Marcuse relie marxisme et psychanalyse pour exprimer une critique radicale de la société industrielle et de son idéologie qui prétend défendre le bonheur et la liberté. Eros et civilisation propose une critique du travail mais aussi des loisirs qui prétendent apporter la distraction et la détente. Cette désublimation répressive fournit « un soulagement des corps qui échappe temporairement aux dépravations du labeur », analyse Marcuse.

Freud évoque une répression des pulsions depuis la prime enfance. La famille impose un principe de réalité avec sévérité. Le comportement de l’adulte semble reproduire cette expérience infantile. La personnalité névrotique intériorise la culpabilité et le besoin inconscient de punition. Cet ordre patriarcal est remplacé par les tabous et les prescriptions morales. La culpabilité vise à limiter la satisfaction des individus.La répression de l’Eros et du plaisir débouche vers des pulsions destructrices. La pulsion de mort l’emporte sur la pulsion de vie. La civilisation marchande comporte une forte tendance à l’auto-destruction.

Dans son livre Malaise dans la civilisation, Freud constate que l’activité professionnelle n’apporte de la satisfaction que si elle a été librement choisie. Marcuse rejoint Karl Marx lorsqu’il décrit le travail comme aliéné, pénible et douloureux. Pour l’immense majorité de la population, le travail ne parvient pas à satisfaire les besoins et les inclinations individuelles. Cette activité reste imposée. Marcuse critique également la rationalité technologique qui pousse au rendement productif. Mais ce développement de l’aliénation enlève au travail sa dimension libidinale et permet les conditions de son abolition.

 

Les institutions permettent le dressage, la discipline et la répression autoritaire. Ce qui permet de renforcer et de stabiliser la domination. Marcuse s’appuie sur Freud qui considère que la répression des instincts fonde le principe de réalité dans la civilisation. Cependant, contrairement à Freud, Marcuse ne cherche pas à justifier cette domination mais propose au contraire un discours de libération. Il défend une culture non répressive qui concilie le principe de réalité et le principe de plaisir. Mais seules des résistances collectives peuvent permettre l’émergence de cette société nouvelle.
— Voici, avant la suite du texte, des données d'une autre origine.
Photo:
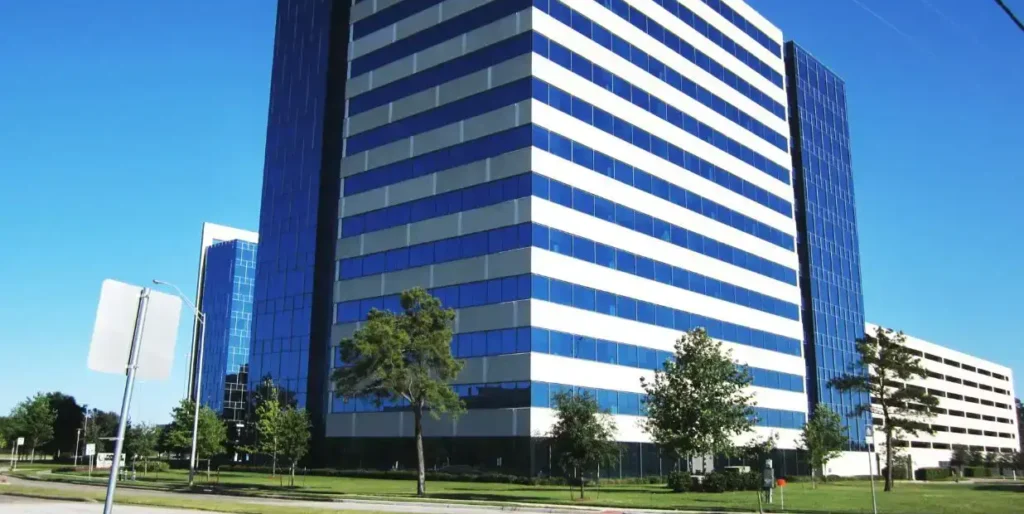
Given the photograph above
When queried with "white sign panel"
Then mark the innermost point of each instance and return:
(105, 461)
(115, 327)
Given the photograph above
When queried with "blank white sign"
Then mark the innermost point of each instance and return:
(112, 335)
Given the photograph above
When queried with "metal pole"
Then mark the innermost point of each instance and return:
(198, 384)
(78, 436)
(136, 340)
(875, 503)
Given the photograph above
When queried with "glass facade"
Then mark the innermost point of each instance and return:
(227, 303)
(298, 214)
(829, 256)
(443, 123)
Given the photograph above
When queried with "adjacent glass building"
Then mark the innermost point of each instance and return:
(829, 256)
(227, 303)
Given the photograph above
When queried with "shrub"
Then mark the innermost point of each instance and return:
(899, 472)
(154, 466)
(679, 481)
(977, 471)
(716, 482)
(933, 473)
(750, 481)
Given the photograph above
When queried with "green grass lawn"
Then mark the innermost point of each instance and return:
(846, 497)
(176, 503)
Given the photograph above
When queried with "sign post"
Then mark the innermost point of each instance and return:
(90, 451)
(17, 443)
(141, 325)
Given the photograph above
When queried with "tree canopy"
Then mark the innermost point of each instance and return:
(404, 358)
(266, 421)
(823, 437)
(583, 436)
(70, 418)
(140, 441)
(293, 429)
(698, 401)
(33, 419)
(884, 371)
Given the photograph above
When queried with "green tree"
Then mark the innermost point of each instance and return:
(210, 441)
(266, 420)
(33, 419)
(583, 436)
(698, 401)
(293, 436)
(904, 409)
(69, 421)
(975, 458)
(404, 357)
(823, 437)
(100, 429)
(140, 442)
(989, 459)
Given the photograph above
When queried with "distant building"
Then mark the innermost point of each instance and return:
(224, 294)
(976, 405)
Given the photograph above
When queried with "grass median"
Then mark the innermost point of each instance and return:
(241, 506)
(842, 497)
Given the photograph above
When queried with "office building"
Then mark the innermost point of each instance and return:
(212, 234)
(227, 304)
(582, 181)
(829, 255)
(976, 405)
(298, 225)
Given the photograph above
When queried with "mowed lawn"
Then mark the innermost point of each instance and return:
(847, 497)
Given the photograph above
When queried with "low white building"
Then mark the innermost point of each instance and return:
(976, 404)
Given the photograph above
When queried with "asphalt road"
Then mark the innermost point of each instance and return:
(17, 506)
(11, 505)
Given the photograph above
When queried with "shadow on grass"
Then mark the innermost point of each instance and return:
(1012, 487)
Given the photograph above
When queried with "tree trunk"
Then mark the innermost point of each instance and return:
(889, 461)
(421, 473)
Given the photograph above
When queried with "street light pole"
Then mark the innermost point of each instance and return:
(78, 436)
(199, 375)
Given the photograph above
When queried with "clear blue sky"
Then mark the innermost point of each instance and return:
(124, 125)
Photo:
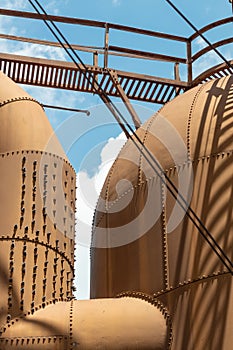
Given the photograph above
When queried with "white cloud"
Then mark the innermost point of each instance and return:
(116, 2)
(88, 190)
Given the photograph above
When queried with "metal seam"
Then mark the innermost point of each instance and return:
(71, 325)
(11, 153)
(203, 158)
(188, 132)
(33, 241)
(164, 237)
(191, 281)
(156, 303)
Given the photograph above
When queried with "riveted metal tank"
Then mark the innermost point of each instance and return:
(37, 195)
(144, 242)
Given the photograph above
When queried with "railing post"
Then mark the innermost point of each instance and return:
(189, 62)
(106, 41)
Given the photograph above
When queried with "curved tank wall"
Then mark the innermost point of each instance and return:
(37, 194)
(142, 243)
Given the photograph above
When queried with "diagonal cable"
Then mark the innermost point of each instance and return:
(199, 33)
(149, 157)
Néanmoins, dans L’Homme unidimentionnel, Marcuse estime que la classe ouvrière est devenue trop intégrée à la civilisation marchande et à la société de consommation. En revanche, cette révolte peut venir des marginaux, des chômeurs, des exclus, des discriminés et de diverses couches sociales fragmentées. Dans Vers la libération, Marcuse plaide pour une contestation permanente afin de renouveler les besoins et les satisfactions humaines contre les règles du jeu répressif. Marcuse s’appuie sur la contestation anti-autoritaire des étudiants, sur les luttes des femmes et sur le mouvement écologiste. Ces nouvelles formes de contestation expriment une révolte contre l’aliénation et le système dominant.

 

    Le philosophe et sociologue américain Herbert Marcuse donnant un cours à l'université de Vincennes en avril 197, France.

 

 

Libération érotique

 

La révolte anti-autoritaire de Mai 68 exprime le désir collectif d’une société non-répressive. Marcuse développe également une critique du travail. L’École de Francfort fustige le néo-freudisme, incarné par Erich Fromm, qui exprime une « moralité du travail ». Freud estime que l’Eros peut être sublimé par le travail. Marcuse estime que c’est surtout la créativité et le travail artistique qui permettent une sublimation de l’Eros. Ce travail, non réductible au travail-labeur, « offre une satisfaction libidineuse très forte et dont l’exécution procure du plaisir », observe Marcuse. Il s’appuie également sur les analyses de Karl Marx  qui critique le travail comme un système d’exploitation et d’aliénation. Mais Marcuse ne partage pas la perspective d’une révolte collective de la classe ouvrière, contrairement à Marx.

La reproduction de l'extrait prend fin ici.